The area falls under the Warrington South constituency for which Sarah Hall is the current Member of Parliament (Labour Party).

==Transport==
Bus: Warrington's Own Buses provides buses, with direct services to the town centre (20 minutes) and the Westbrook Centre (10 mins).

Train:: Warrington West Station (10 minutes walk) offers hourly services to Warrington Central, Manchester Oxford Road and Liverpool Lime Street, for the West Coast Main Line passengers must get the bus to Warrington Bank Quay (15 mins).
Sankey for Penketh Station (10 minute walk) offers fewer train times.

Air:: The nearest airports to Whittle Hall are Liverpool John Lennon Airport (8 miles) and Manchester Airport (15 miles)
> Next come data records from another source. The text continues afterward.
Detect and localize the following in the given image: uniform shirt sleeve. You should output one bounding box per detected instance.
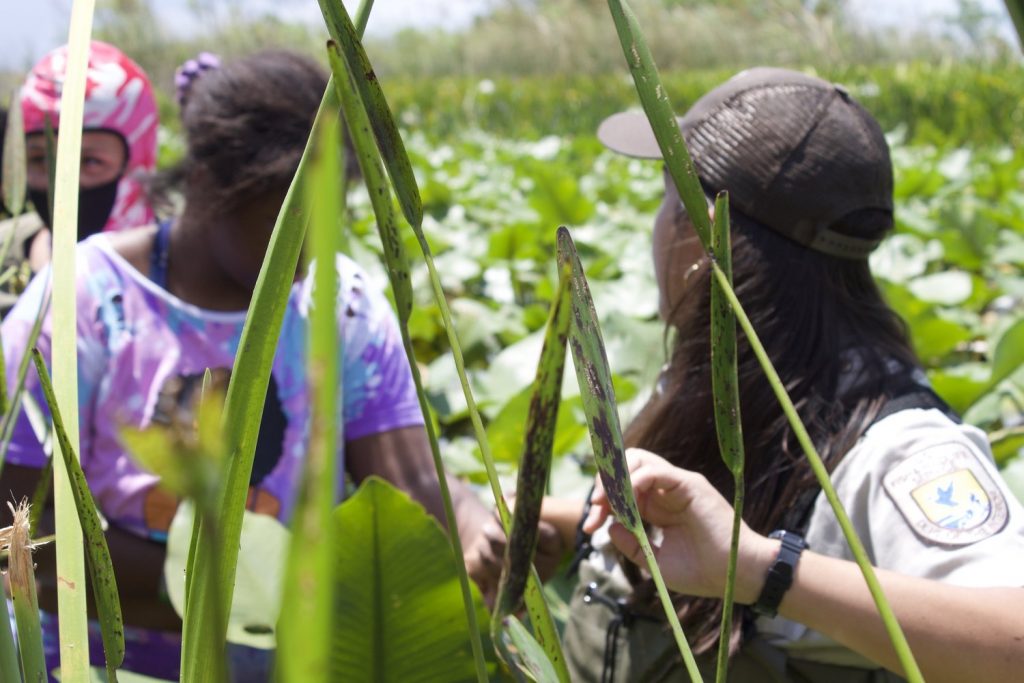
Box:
[807,410,1024,587]
[338,259,423,440]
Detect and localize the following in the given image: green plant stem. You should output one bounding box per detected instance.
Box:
[634,526,703,681]
[328,40,487,681]
[715,474,744,683]
[50,0,95,683]
[416,236,569,683]
[400,323,487,683]
[0,289,50,472]
[712,261,925,683]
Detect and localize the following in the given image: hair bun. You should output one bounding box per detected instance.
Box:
[174,52,220,106]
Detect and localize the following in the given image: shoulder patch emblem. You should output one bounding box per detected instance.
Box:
[883,443,1009,546]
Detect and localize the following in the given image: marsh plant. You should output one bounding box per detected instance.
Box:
[0,0,1021,683]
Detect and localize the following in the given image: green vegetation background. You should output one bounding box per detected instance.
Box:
[8,0,1024,493]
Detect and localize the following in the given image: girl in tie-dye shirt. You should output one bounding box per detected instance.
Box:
[0,52,487,681]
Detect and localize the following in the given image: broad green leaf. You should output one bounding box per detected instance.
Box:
[558,227,701,681]
[164,501,291,651]
[32,349,125,681]
[50,0,97,683]
[331,477,486,683]
[711,193,743,683]
[910,317,974,365]
[928,364,989,415]
[0,90,28,216]
[181,73,337,683]
[276,100,345,683]
[318,0,423,225]
[490,266,571,618]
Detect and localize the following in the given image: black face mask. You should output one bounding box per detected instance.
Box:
[29,176,121,241]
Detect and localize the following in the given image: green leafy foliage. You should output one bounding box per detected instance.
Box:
[331,477,487,683]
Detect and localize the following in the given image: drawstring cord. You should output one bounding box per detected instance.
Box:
[583,582,657,683]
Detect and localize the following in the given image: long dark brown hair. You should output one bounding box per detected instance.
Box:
[625,204,916,652]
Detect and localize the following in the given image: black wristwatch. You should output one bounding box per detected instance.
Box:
[753,529,807,617]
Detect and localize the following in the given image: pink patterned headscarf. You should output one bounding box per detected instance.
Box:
[22,40,157,230]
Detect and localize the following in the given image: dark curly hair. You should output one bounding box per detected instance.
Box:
[181,50,328,211]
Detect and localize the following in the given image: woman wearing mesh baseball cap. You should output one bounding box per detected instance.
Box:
[471,69,1024,683]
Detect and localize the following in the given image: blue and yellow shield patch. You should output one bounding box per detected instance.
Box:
[884,443,1008,546]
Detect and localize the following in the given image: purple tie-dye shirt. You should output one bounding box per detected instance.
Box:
[2,234,423,675]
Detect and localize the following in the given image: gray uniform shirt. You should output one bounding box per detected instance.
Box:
[758,409,1024,668]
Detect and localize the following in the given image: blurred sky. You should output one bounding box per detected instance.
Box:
[0,0,1013,71]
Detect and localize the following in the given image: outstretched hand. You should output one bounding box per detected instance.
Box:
[584,449,778,604]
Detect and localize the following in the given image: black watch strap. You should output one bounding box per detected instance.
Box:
[754,529,807,617]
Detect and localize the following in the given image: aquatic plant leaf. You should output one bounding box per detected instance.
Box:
[318,0,423,225]
[32,349,125,683]
[492,266,571,618]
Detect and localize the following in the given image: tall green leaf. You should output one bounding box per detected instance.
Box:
[32,349,125,683]
[1006,0,1024,48]
[181,76,337,682]
[51,0,95,683]
[0,287,50,471]
[492,267,571,618]
[331,477,486,683]
[328,41,486,680]
[711,193,743,683]
[558,227,702,681]
[318,0,423,225]
[276,109,344,683]
[321,15,568,681]
[0,90,28,216]
[608,0,711,249]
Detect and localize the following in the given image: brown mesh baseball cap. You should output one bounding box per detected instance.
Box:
[597,68,893,259]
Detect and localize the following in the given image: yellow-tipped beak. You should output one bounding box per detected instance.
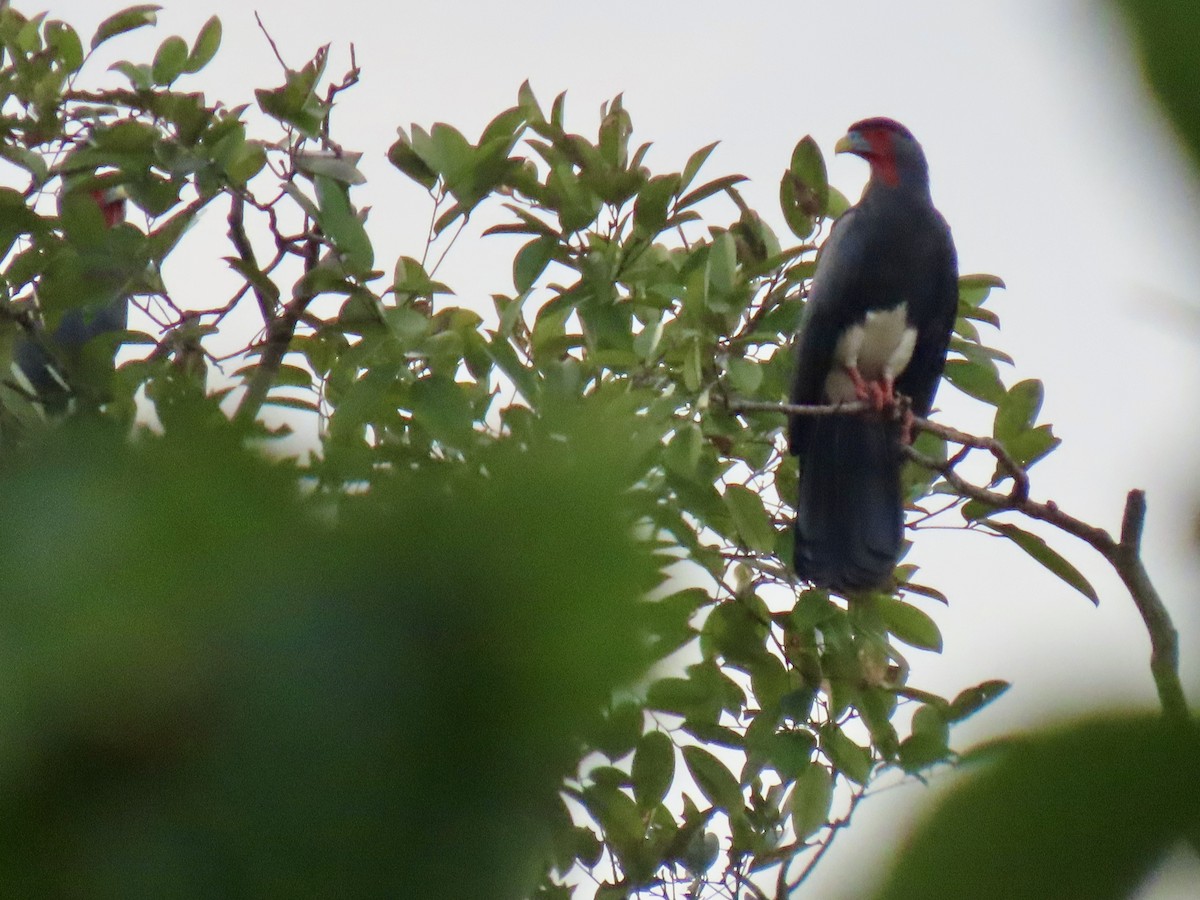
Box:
[833,131,865,154]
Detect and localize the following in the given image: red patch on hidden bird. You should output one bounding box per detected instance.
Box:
[863,128,900,187]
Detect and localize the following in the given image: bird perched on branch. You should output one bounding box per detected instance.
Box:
[13,188,128,413]
[788,118,958,593]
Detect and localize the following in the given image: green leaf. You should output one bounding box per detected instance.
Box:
[583,785,646,858]
[762,730,823,781]
[512,236,558,294]
[877,596,942,653]
[634,175,679,236]
[46,19,83,72]
[676,175,746,210]
[700,596,769,666]
[91,4,162,50]
[959,275,1004,307]
[184,16,221,74]
[413,376,475,448]
[679,140,721,191]
[590,701,646,761]
[313,175,374,275]
[683,746,743,812]
[980,520,1100,606]
[292,151,367,185]
[630,731,674,810]
[946,359,1006,406]
[728,356,763,396]
[997,425,1062,473]
[820,724,871,785]
[991,378,1044,440]
[150,35,187,85]
[874,716,1200,900]
[388,127,438,191]
[788,762,833,840]
[725,485,775,553]
[704,232,738,311]
[947,680,1012,722]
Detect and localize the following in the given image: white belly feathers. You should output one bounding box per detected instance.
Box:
[824,304,917,403]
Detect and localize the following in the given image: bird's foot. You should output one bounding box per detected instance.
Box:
[846,366,874,403]
[900,403,916,446]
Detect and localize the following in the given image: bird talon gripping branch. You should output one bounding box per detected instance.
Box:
[788,119,958,593]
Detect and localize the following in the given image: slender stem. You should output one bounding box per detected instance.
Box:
[730,401,1192,726]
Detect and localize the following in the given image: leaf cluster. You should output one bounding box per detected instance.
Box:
[0,6,1180,898]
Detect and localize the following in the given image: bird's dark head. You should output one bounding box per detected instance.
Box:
[834,116,929,187]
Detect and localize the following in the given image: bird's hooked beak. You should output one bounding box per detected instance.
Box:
[833,131,871,156]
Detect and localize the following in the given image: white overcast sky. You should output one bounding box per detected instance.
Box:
[42,0,1200,898]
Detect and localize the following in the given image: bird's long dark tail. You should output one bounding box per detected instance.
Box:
[796,415,904,600]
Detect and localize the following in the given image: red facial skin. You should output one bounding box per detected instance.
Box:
[91,187,125,228]
[859,128,900,187]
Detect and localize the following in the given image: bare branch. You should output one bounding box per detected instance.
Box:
[728,401,1192,725]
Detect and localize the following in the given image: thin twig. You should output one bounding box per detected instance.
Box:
[730,401,1192,726]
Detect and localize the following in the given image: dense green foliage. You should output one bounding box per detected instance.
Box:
[0,7,1195,898]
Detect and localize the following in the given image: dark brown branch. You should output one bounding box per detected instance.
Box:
[730,401,1192,725]
[228,194,276,328]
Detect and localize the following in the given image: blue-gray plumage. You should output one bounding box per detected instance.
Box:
[788,118,958,593]
[13,190,130,413]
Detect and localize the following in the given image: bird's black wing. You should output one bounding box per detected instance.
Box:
[895,210,959,415]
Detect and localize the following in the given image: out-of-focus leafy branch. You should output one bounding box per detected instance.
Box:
[730,400,1190,724]
[0,6,1190,900]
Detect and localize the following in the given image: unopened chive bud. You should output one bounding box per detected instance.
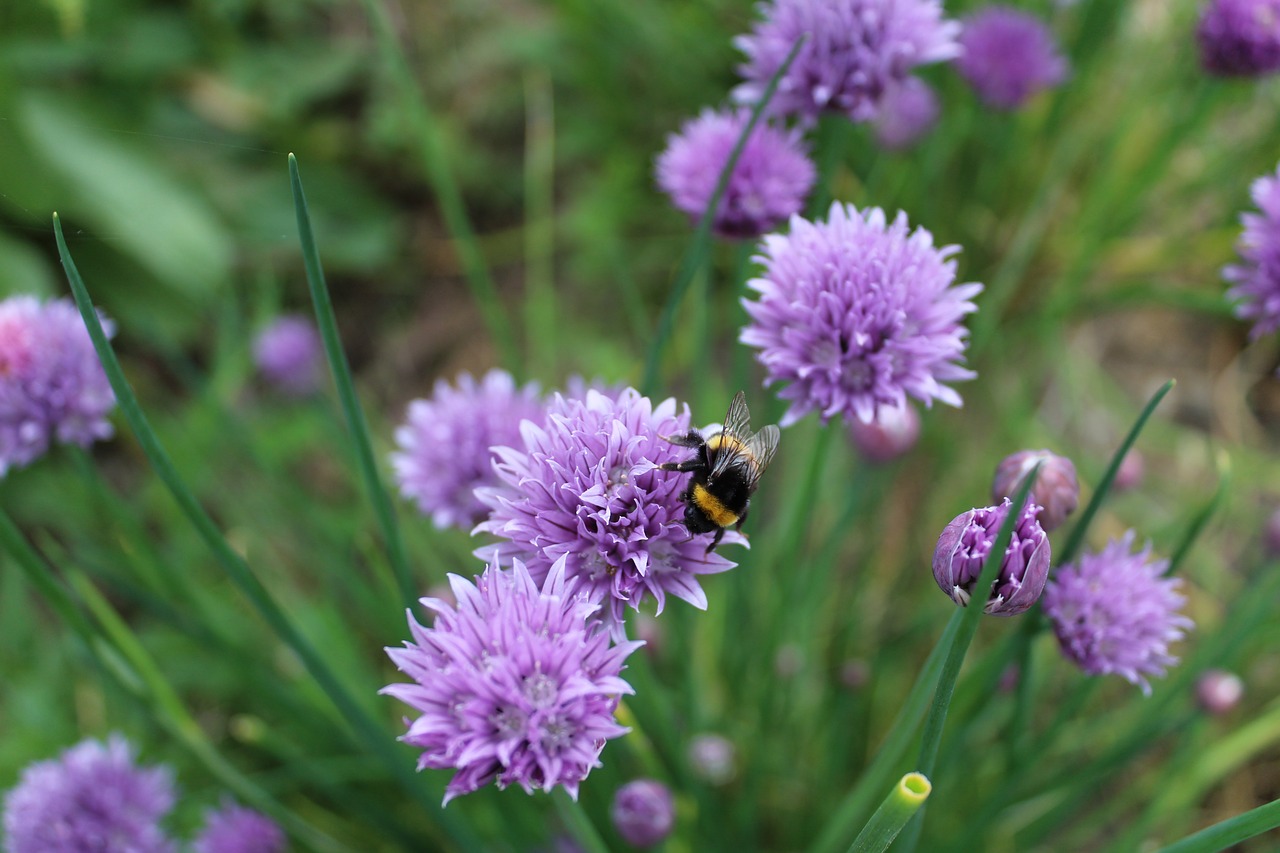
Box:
[933,498,1050,616]
[609,779,676,847]
[991,450,1080,533]
[1196,670,1244,716]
Road: Kingsdale Road runs through the estate but actually contains no houses, houses are found on connected dead end roads/cul-de-sacs. Whittle Hall is connected to the outside world through Whittle Hall Avenue and Lingley Green Avenue. The estate is located just 1 mile from the M62 Junction 8, making the houses popular homes for people working in Manchester and Liverpool (each 45 minutes). Travel to Warrington town centre is achieved via Whittle Hall Avenue and Liverpool Road (A57 road) the journey is 3 miles and takes from 10 minutes.

==Education==
Whittle Hall forms part of the catchment area for Great Sankey High School which also contains sixth form facilities under the name Barrow Hall College. Penketh High School is as close to the estate but because its catchment area does not cover Whittle Hall few children from the estate attend.

==Sports and leisure==
Whittle Hall has no professional sports teams, Warrington Wolves RLFC is the closest major sports team. As for the Premier League Wigan Athletic is the closest by distance, however Everton F.C. Liverpool F.C., and Manchester United are the most commonly supported clubs. Sankey Leisure centre is located next to Great Sankey High School. It is only a 2-minute drive and offers an indoor swimming pool, tennis courts and an astroturf football pitch. There is a David Lloyd gym located 5 minutes drive on the A57.

==Landmarks and culture==
Whittle Hall's most known place is the duck pond located where the estate meets Lingley Avenue. This area contains the community centre, football fields a playground and was formerly part of "Site 2" airmen's living area on the giant RAF Burtonwood. Although just outside Whittle Hall the 'Thatched Cottage' is very well known. This newly built white cottage is very recognisable against the backdrop of red brick houses. The estate is bordered on one side by the linear park which contains a stream, open areas and separates the estate from the older parts of Great Sankey. The park is the main route used for school children who walk to the schools located on Barrow Hall Lane as well as being extremely popular with dog walkers.